The name change signifies the group’s independence from Schroders. For many private equity businesses, born from leviathan financial corporations, independence is important because it enables the group to branch out and allays any fears investors may have over situations where conflict of interests may arise.
Last week, Guy Hands, the former head of Nomura Principal Finance Group, reached an agreement with Nomura as to how he might operate independently as Terra Firma Capital Partners. This was alleged to have been prompted by Nomura‘s reduced appetite for carrying the whole of the Principal Finance Group‘s investing on its own balance sheet.

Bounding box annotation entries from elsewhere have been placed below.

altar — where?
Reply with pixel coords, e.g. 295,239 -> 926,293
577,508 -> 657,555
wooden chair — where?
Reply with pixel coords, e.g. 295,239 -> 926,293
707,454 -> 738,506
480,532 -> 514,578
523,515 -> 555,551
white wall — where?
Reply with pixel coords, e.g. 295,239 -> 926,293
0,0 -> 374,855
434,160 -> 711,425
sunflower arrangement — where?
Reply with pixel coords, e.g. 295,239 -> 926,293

Permira has gained a reputation for deal making away from the investment bank-led auction process. An example is the successful Charles Vögele transaction, where no other private equity firms were involved in the flotation of the Swiss retailer on the Frankfurt and Zurich Stock Exchanges.
The group will be owned by its partners and will work with Schroders where suitable opportunities arise, said the group. Permira’s team of 100, based in Frankfurt, London, Milan, and Paris, advise funds with committed capital of E6bn. Returns on the group’s 1997 $1bn fund, now called Permira Europe I, showed an internal rate of return of 99.3 per cent at the end of last year. The E3.5bn fund raised last year is about one third invested.
In related news, Permira is one of three private equity firms buying Cognis, the speciality chemicals arm of German company Henkel.
In the largest European private equity deal this year, Permira, GS Capital Partners, the PE firm of Goldman Sachs, and Schroder Life Sciences, are expected to pay E2.5bn for the unit, E100m less the original asking price made earlier this year. Despite this drop the deal is Germany’s largest leveraged buy out to date and one of the largest private equity deals buy outs in the chemicals industry, according to Richard Sharp, managing director of Goldman Sachs International.
As part of the deal, Henkel is lending Schroder Ventures and Goldman Sachs Capital Partners E350m to help offload its under-performing business. Cognis recorded sales of E3.2bn last year, which amounted to 23 per cent of Henkel’s total.
Henkel and a number of its rivals including Degussa, BASF and Bayer are all expected to release lower than expected third quarter results. It is anticipated Henkel will report a 1.6 per cent fall in pre-tax profit to E197m for the three months ended 30 September.